О! Они очень умны, эти Беззаботные! Как умеют они выискивать лучшее из лучшего, самое красивое из красивого! И последний их оплот — Сен-Мориц, как он прекрасен, как волшебно сияет он в эти солнечные зимние дни! Его белая котловина, будто гигантская жемчужная раковина, поднятая со дна океана к вечным снегам, врезается своими отточенными краями в прозрачную синь. Пропитанный солнцем воздух так чист, что все здесь кажется еще более далеким, и звезды, словно искры Бесконечности, рассыпаются по ночному небу. А ослепляющая белизна, вездесущая, неземная белизна высокогорного снега!
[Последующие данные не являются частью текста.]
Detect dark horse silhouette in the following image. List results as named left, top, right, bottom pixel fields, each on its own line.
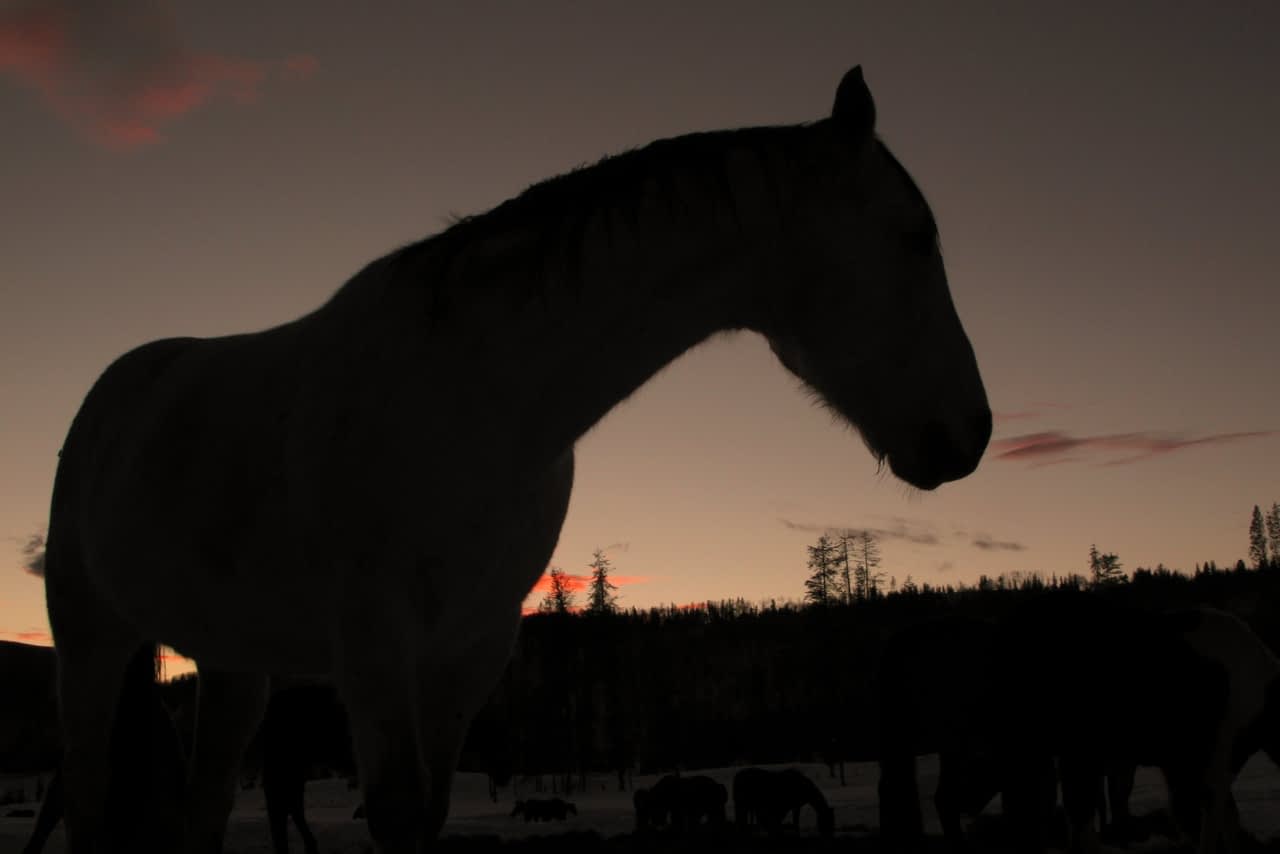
left=247, top=682, right=356, bottom=854
left=876, top=616, right=1018, bottom=850
left=0, top=641, right=186, bottom=854
left=733, top=768, right=836, bottom=836
left=879, top=593, right=1280, bottom=851
left=631, top=775, right=728, bottom=832
left=511, top=798, right=577, bottom=822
Из всего, что есть в мире, только драгоценные камни, в которых светится их душа, но не оболочка, пылают такими красками. Этого нельзя описать. Этого нельзя нарисовать. Пейзажи Сегантини хороши, пока не увидишь все сам наяву; они, возможно, вызывают приятные воспоминания потом, но здесь они меркнут. Здесь они теряют свой блеск, как слово «зима» — свою силу. Все грозное, суровое, резкое, что таит в себе это слово, исчезает и смягчается здесь, где зима — это блеск, солнце, прозрачность, свет и чистота. Нечто сверкающее, как бриллиант, но более нежное, ясное, как утренняя заря, но более могущественное. И нечто безмолвное, пребывавшее бы в вечном покое, если б его не тревожили люди.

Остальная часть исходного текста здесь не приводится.